Minha mente adulta nunca poderia ter surgido com essa história. Penso em coisas adultas, como guerra, refugiados e modernismo, não em cavaleiros caninos e tesouros de ouro escondidos. Mas uma vez, quando eu tinha 7 ou 8 anos, eu também, sonhando com a fuga, havia escrito e desenhado um livro chamado "Lester the Cat", sobre um gato urbano sofrendo de tédio que fugia para o campo e encontrava amor. A biblioteca local, em San Jose, Califórnia, me deu um prêmio, e comecei a me considerar um escritor. Meu bibliotecário da escola me levou para a cerimônia de premiação. Meus pais estavam muito ocupados no trabalho. Eu nunca lhes mostrei o livro. Qual era o objetivo?

Agora, o ponto, enquanto estudo minha nova filha, rosa e adormecida, com o pé do tamanho do meu polegar, é que o relacionamento entre pai e filho está envolvido em amor, tempo e criatividade. Dinheiro e recursos sociais para realizar o potencial de filhos e pais também fazem parte do relacionamento. Embora dificilmente garantam amor, tempo e criatividade, pelo menos tornam essas coisas mais fáceis de compartilhar, para aqueles que querem.

Paradoxalmente, algumas das minhas melhores lembranças da infância foram de nossos primeiros anos nos Estados Unidos, quando meus pais ainda não haviam decidido reconstruir suas fortunas, tornando-se lojistas e, eventualmente, proprietários. Eles eram da classe trabalhadora, trabalhando na lavanderia de uma casa de repouso e numa fábrica de máquinas de escrever. Eles tinham tempo extra para passar comigo.

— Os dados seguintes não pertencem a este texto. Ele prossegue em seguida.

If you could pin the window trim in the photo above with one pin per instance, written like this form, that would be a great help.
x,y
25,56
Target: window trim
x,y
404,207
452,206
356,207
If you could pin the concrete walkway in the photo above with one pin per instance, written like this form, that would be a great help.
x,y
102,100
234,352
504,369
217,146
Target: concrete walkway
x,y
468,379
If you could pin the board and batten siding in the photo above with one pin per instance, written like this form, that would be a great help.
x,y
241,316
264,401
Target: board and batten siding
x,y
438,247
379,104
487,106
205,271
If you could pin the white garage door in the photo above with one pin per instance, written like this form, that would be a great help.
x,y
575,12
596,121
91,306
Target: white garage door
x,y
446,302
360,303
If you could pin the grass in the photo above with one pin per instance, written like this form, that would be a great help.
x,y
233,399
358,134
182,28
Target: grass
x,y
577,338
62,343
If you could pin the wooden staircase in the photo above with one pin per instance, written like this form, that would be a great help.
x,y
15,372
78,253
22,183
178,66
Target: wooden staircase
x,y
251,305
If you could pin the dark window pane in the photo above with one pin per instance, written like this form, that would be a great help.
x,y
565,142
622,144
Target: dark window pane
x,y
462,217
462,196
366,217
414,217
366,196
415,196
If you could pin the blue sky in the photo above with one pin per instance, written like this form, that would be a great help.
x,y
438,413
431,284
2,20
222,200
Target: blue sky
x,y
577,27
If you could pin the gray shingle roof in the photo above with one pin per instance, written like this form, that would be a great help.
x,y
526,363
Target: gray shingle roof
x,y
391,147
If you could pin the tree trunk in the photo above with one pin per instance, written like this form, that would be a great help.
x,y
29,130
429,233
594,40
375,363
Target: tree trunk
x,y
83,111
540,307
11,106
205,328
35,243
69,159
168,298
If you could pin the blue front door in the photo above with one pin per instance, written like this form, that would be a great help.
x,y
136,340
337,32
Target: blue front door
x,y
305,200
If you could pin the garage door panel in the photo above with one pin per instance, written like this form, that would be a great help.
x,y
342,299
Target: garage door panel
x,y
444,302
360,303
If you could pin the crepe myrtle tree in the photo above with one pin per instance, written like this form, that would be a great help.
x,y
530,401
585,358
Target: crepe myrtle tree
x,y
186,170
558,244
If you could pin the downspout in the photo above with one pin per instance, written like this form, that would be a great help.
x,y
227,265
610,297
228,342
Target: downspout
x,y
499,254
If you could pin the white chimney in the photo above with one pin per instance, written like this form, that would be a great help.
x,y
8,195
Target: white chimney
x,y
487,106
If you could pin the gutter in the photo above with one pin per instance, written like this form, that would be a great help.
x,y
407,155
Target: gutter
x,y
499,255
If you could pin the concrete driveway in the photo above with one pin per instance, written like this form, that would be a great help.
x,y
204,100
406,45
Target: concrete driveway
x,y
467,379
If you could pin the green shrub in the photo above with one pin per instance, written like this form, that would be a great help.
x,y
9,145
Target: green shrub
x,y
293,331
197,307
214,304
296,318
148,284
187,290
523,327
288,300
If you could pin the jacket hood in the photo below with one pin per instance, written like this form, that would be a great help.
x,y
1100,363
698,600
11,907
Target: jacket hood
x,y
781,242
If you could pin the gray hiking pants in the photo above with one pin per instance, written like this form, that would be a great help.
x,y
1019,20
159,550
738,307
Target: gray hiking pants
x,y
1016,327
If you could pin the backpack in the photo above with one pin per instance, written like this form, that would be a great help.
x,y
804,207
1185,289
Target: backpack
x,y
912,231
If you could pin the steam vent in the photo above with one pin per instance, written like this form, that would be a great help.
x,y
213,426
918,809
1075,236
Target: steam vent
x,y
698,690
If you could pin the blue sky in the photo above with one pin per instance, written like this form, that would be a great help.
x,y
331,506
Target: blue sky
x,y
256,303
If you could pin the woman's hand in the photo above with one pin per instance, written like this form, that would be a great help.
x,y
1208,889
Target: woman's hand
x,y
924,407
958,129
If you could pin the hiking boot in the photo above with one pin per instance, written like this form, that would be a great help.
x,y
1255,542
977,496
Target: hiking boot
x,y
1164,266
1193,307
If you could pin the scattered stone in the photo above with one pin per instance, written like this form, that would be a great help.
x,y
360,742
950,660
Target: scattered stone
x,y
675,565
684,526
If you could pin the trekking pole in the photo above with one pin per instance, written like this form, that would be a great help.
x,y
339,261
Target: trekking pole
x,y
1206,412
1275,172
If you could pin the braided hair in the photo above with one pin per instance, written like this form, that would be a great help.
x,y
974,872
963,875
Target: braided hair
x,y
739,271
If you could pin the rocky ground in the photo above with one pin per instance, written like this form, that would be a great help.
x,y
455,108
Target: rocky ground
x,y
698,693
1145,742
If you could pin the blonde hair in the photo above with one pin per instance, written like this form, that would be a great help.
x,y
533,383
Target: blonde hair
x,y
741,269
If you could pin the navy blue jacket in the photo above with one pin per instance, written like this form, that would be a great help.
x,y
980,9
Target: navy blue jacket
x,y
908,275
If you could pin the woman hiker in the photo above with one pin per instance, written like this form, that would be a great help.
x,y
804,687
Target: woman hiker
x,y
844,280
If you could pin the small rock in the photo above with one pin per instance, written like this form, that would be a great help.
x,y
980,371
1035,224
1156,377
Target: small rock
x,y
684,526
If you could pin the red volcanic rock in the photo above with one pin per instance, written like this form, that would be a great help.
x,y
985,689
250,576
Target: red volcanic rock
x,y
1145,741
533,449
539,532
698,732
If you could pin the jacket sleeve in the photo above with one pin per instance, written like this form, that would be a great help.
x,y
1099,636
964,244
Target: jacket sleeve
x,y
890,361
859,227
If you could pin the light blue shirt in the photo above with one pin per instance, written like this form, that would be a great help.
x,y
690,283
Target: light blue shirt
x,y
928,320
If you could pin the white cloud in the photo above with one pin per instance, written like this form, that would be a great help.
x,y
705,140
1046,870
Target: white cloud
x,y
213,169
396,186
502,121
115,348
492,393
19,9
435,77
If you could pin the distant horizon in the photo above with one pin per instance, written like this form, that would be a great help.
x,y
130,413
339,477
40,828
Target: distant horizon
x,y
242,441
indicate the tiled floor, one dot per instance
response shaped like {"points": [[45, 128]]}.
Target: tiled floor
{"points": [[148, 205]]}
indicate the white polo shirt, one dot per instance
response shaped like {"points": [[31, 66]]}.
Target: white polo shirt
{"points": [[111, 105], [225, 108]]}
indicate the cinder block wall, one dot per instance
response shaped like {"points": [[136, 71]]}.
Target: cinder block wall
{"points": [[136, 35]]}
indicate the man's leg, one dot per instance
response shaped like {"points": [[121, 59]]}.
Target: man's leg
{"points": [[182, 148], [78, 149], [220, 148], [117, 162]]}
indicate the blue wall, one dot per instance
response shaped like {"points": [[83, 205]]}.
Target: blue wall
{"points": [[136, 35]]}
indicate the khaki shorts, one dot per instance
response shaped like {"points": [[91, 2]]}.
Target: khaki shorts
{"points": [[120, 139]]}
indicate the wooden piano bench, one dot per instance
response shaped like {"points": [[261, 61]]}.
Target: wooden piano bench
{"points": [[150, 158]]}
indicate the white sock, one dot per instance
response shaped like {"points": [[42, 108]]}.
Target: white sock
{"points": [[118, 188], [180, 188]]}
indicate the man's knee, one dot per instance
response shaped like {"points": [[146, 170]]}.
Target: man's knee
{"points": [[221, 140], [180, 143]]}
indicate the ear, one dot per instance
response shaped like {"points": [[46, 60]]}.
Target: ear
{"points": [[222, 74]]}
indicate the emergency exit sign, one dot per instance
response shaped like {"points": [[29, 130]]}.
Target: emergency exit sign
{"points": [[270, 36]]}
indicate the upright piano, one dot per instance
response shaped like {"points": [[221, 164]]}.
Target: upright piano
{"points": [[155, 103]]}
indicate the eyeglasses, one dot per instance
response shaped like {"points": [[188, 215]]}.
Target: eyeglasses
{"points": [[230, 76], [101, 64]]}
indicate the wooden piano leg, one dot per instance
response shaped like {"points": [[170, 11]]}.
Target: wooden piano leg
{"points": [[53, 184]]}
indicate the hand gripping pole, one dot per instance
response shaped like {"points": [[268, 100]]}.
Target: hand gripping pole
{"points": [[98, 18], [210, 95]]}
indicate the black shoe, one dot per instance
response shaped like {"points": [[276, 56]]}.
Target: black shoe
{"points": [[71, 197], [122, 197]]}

Eu me pergunto o que eles pensavam que eu me tornaria, mas estou absolutamente certo de que eles não esperavam que eu me tornasse escritor.

O ato de escrever exige que os escritores concedam enormes quantidades de tempo e amor. Os escritores devem amar escrever, devem amar suas criações, devem amar seus personagens, não importa o que façam. Meus filhos são meus personagens, e eu sou um personagem para eles. Eles vão contar histórias sobre mim, pelo menos para si mesmos. Serei incompreendido, como não entendi meu pai, mas talvez também seja entendido como espero entender meu pai.

Ele e minha mãe me deram o nome do povo vietnamita, quase tão patriótico quanto se poderia imaginar. O nome acabou sendo preciso, pois fiz o possível para defender os vietnamitas, mesmo que eles nem sempre gostem do que tenho a dizer. Nesse mesmo espírito, minha esposa e eu batizamos nossa filha Simone, em homenagem a Simone de Beauvoir, Simone Weil e Nina Simone. Mulheres fortes e criativas que também corriam riscos.

Não há criatividade ou criação, incluindo a geração e criação de filhos, que venha sem riscos. Agora entendo o que nunca fiz quando criança: que eu era o produto de meus pais assumindo um risco. O risco de seu presente de amor ser rejeitado; o risco de serem mal compreendidos; o risco de a criação deles ter vida própria.

Os autores nunca podem prever a forma como suas criações se desenrolam, de modo que a forma da vida de Simone continua sendo vista. Mas, para Ellison até agora, depois que "Chicken of the Sea" foi publicado, eu disse a ele que ele não era apenas meu filho. Ele também era meu coautor.